The units described as separate parts may or may not be physically separate, and parts displayed as units may or may not be physical units, may be located in one place, or may be distributed on a plurality of network units. Some or all of the units can be selected according to actual needs to achieve the purpose of the solution of the embodiment.
In addition, functional units in the embodiments of the present invention may be integrated into one processing unit, or each unit may exist alone physically, or two or more units are integrated into one unit. The integrated unit can be realized in a form of hardware, and can also be realized in a form of a software functional unit.

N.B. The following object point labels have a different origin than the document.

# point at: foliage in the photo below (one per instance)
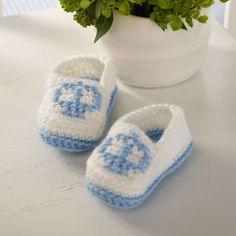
(178, 14)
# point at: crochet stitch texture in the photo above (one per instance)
(140, 149)
(80, 94)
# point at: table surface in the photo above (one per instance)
(42, 189)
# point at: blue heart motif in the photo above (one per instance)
(125, 154)
(77, 99)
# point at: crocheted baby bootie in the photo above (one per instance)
(140, 149)
(80, 94)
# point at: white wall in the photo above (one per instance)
(230, 18)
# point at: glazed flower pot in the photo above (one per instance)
(146, 56)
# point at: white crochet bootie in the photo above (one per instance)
(80, 93)
(140, 149)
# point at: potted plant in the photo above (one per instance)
(152, 43)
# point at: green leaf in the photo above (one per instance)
(102, 25)
(85, 3)
(165, 4)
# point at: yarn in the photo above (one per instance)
(75, 111)
(140, 149)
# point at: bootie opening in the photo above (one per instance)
(81, 67)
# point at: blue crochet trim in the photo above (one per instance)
(118, 201)
(73, 105)
(69, 144)
(124, 161)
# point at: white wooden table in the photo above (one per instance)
(41, 189)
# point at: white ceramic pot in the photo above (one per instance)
(146, 56)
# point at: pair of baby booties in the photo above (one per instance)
(139, 150)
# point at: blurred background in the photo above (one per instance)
(19, 7)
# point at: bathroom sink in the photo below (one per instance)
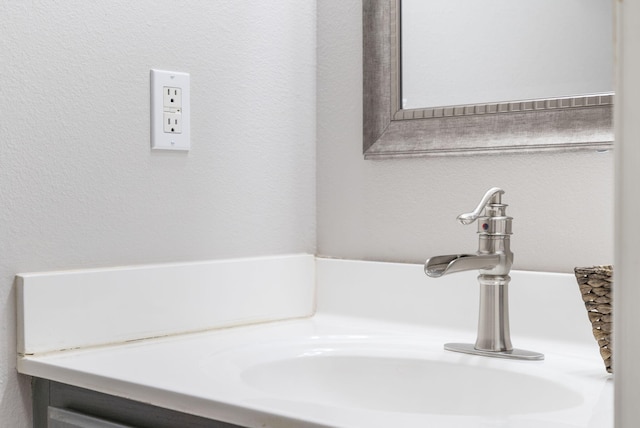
(381, 374)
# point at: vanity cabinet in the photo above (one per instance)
(57, 405)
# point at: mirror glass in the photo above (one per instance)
(460, 52)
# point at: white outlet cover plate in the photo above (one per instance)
(160, 139)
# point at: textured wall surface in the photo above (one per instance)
(627, 293)
(405, 210)
(79, 186)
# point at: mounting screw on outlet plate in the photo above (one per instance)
(170, 110)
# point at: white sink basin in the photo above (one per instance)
(383, 374)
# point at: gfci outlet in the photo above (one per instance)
(170, 110)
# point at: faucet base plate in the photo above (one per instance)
(517, 354)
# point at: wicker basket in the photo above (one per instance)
(596, 286)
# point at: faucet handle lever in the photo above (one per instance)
(493, 195)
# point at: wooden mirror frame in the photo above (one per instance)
(558, 124)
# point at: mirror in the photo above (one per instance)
(526, 116)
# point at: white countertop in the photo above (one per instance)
(194, 337)
(189, 373)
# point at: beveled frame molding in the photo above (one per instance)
(557, 124)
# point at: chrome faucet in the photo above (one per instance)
(493, 260)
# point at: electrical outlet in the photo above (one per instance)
(172, 97)
(170, 110)
(172, 123)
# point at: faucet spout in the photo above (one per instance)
(437, 266)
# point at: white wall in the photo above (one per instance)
(79, 186)
(627, 258)
(405, 210)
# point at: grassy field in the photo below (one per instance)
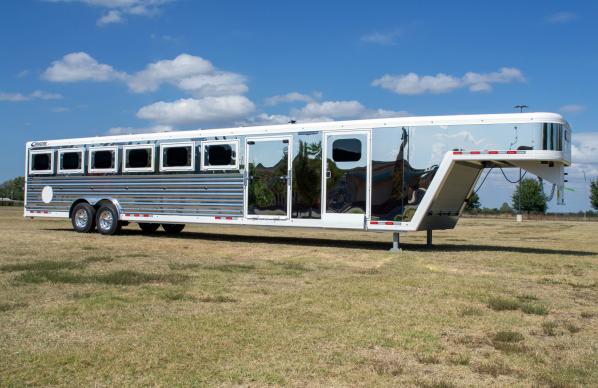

The integrated unit, if implemented in the form of a software functional unit and sold or used as a stand-alone product, may be stored in a computer readable storage medium. Based on such understanding, the technical solution of the present invention may be embodied in the form of a software product, which is stored in a storage medium and includes several instructions for causing a computer device (which may be a personal computer, a mobile terminal, a server, or a network device) to execute all or part of the steps of the method according to the embodiments of the present invention. And the aforementioned storage medium includes: a U-disk, a Read-Only Memory (ROM), a Random Access Memory (RAM), a removable hard disk, a magnetic or optical disk, and other various media capable of storing program codes.
The above description is only a preferred embodiment of the present invention and is not intended to limit the present invention, and various modifications and changes may be made by those skilled in the art. Any modification, equivalent replacement, or improvement made within the spirit and principle of the present invention should be included in the protection scope of the present invention.